Bagian 14

3.3K 95 20
                                    

Eskalasi politik di Desa Sindang Sari kian memanas. Ririn semakin tidak mendapat panggung. Dua kandidat lain yang lebih berpihak pada kemapanan ekonomi dan kesejahteraan kian mendapat tempat di hati para calon pemilihnya. Stiker, baliho, dan spanduk bergambar wajah Ririn hampir sebua dirusak. Ada baliho yang dirobohkan, di cat dengan pilok tepat bagian mukanya, ada baliho yang dirobek-robek.

Warga tidak pernah ada yang hadir setiap digelar kampaye untuk calon Ririn. Mereka semua takut menjadi petani lagi, miskin lagi, tidak berdaya lagi, terinjak lagi, tidak diperhatikan pemerintah lagi. Mereka semua mendendam kepada kemiskinan, ketertindasan, ketidakberdayaan. Meski yang sekarang mereka nikmati adalah kesejahteraan semu, kemajuan ekonomi semu, dan jauh dari nilai-nilai moral dan religiusitas.

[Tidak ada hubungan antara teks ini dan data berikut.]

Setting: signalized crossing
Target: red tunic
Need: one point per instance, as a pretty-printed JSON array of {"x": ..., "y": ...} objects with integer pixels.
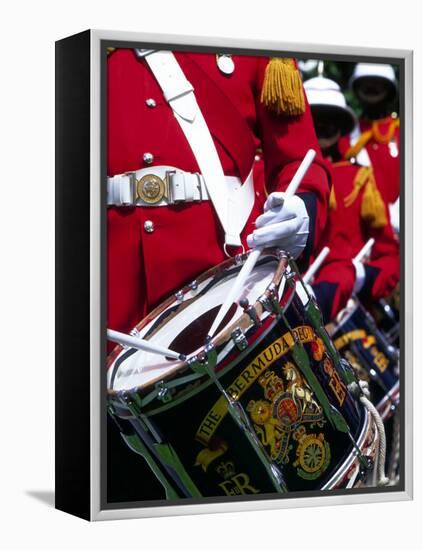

Berbeda dengan kandidat selaian Ririn, mereka menguasai panggung. Tumin yang bekas maling sapi itu selalu ramai jika menggelar kampaye. Dana yang melimpah dari lima pemuda progresif bisa mendatangkan biduan dangdut koplo disetiap kampaye yang digelar. Selain itu lonte-lonte binaannya juga selalu menyumbang lagu dan dan goyangan erotis.

Tukiem yang bekas lonte itu paling dimaninati jika menggelar kampaye, selain karena hiburannya juga karena orasinya yang sangat berpihak kepada kesejahteraan dan kemapanan ekonomi warganya. Tidak peduli meski harus menjual kemaluan. Tukiem akan semakin mensejahterakan para pekerja seks yang masih aktif dan memberikan dana pensiun kepada para lonte yang purna bakti. Tukinem pula yang memprogramkan kesehatan dan pendidikan gratis bagi anak-anak lonte.

Desa Sindang Sari kian hiruk dalam pesta demokrasi, meski tidak demokratis. Kampanye hitam yang ditujukan kepada Ririn kian menguat. Ia dikaitkan dengan Lurah Sosro yang merupakan paman dari Ririn. Ririn akan membawa kehancuran desa seperti pada masa Lurah Sosro. Isu-isu politik menjadi santapan warga setiap hari menjelang hajat delapan tahunan itu.

"Jangan pilih Ririn, Kang. Bahaya! Dia akan mengembalikan kita menjadi petani," ucap Samingun.

"Lah kamu sendiri milih siapa, Ngun?" tanya lawan bicara Samingun.

"Yang penting bukan Ririn, Kang."

"Ah, kamu pasti berpihak kepada Tumin. Dia kan kawan baikmu. Satu institusi di Griya Baitul Nikmat."

"Institusi? Hahaha...." Samingun terbahak ngakak mendengar diksi yang terlalu intelek itu.

"Kok malah ketawa"

"Mbok jangan pakai istilah institusi, wong hanya tempat perlontean. Kalau dinas anu..., baru cocok pakai istilah itu."

"Lah walaupun tempat pelacuran kan membuat kita semua basah. Basah kantongnya dan basah selangkangannya juga."

"Hahaha.." Mereka terbahak bersama.

Besok sudah hari tenang menjelang pencoblosan, hari ini kampanye terakhir masing-masing kandidat di dusun-dusun dari Desa Sindang Sari. Semua memanfaatkan waktu yang tersisa se-efektif mungkin. Tapi lagi-lagi hanya kampanye Ririn yang tidak dihadiri warga. Ririn pulang dari tempat kampanye sendiri dengan skuter metiknya. Ririn menahan tangis.